COMPTE-RENDU : L’Opéra National du Capitole de Toulouse présente le Mefistofele d’Arrigo Boito, incarné par Nicolas Courjal, tentant de corrompre Jean-François Borras en Faust, dans la catharsis du spectacle ciselé par Jean Louis Grinda. La direction musicale est assurée par Francesco Angelico.
Mefistofele : késako ?
Les représentations du Mefistofele de Boito sont particulièrement rares au pays du Faust de Gounod. C’est d’ailleurs la première fois que cet opéra est donné au théâtre du Capitole ! Beaucoup plus centré sur le personnage du diable et ses implications métaphysiques que son cousin français, Mefistofele a également la particularité de reprendre succinctement la deuxième partie du diptyque de Goethe, comprenant l’union de Faust avec l’Hélène de la mythologie grecque en plus de la première partie beaucoup plus populaire. Et l’on doit à Jean Louis Grinda la redécouverte de ce chef-d’œuvre dans nos maisons francophones. Il a en effet tenu à le produire dans les deux institutions qu’il dirige (ou du moins qu’il dirigeait concernant la première) : l’Opéra de Monte Carlo et les Chorégies d’Orange.

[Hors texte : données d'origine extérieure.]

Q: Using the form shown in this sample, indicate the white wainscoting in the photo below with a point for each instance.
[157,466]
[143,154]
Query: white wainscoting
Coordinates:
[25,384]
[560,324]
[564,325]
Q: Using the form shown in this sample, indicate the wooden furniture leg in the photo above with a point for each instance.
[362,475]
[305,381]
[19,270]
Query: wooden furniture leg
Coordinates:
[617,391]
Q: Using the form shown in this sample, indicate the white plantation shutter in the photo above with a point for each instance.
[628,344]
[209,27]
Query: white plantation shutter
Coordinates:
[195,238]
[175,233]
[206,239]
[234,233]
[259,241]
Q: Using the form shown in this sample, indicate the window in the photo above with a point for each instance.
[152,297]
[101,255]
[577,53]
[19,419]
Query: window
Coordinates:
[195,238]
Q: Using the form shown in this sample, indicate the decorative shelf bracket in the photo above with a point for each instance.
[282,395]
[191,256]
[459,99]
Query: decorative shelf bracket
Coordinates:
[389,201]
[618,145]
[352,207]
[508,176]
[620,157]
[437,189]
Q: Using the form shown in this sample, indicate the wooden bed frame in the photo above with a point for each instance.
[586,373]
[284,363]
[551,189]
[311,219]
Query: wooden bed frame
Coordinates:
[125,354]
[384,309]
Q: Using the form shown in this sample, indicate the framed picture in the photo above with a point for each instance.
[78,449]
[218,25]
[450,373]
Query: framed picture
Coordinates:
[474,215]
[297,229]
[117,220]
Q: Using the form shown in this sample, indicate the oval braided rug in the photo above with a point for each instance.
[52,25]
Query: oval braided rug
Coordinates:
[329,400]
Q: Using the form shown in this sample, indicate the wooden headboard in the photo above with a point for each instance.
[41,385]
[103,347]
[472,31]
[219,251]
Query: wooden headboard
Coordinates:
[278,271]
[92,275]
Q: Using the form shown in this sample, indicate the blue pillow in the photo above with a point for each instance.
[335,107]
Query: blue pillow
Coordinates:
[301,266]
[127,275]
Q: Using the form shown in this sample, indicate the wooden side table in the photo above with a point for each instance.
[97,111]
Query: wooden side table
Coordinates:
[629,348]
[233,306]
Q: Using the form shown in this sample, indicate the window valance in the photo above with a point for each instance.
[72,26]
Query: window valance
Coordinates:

La venue de la production à Toulouse était prévue depuis déjà plusieurs années mais elle fut différée jusqu’à aujourd’hui, principalement en raison des contraintes liées à la pandémie. Que ce soit en raison d’une volonté affirmée de changement, d’exigences liées à l’espace, ou de maturation dans la tête du metteur en scène depuis sa première production, celle de Toulouse présente quelques différences avec les précédentes, dans l’agencement de l’espace notamment.
Mise en scène dantesque !
Le décor, conçu par Laurent Castaingt (avec qui Jean Louis Grinda a l’habitude de collaborer et qui assure également les éclairages), est composé d’un vaste écran incurvé en forme de dôme encadrant la scène. Il sert de support aux projections élaborées par Arnaud Pottier qui permettent avec une seule structure de délimiter et faire évoluer l’ensemble des espaces. Un ciel nuageux signe ainsi le royaume divin lors du prologue, une rosace se meut en cathédrale lors du deuxième, un espace infini et étoilé est ouvert à Faust par Mefistofele à la fin de ce même acte, une forêt verdoyante symbolise la nature idéale lors de la rencontre de Faust avec Marguerite, etc. Ces projections sont par ailleurs bien synchronisées sur la musique. La forme en voute est bien choisie car elle s’accorde symboliquement avec la plupart des lieux : la voute céleste bien sûr, l’architecture médiévale pour le cabinet de Faust ainsi que la cathédrale, et même peut-être la montagne évoquée lors de la nuit de sabbat.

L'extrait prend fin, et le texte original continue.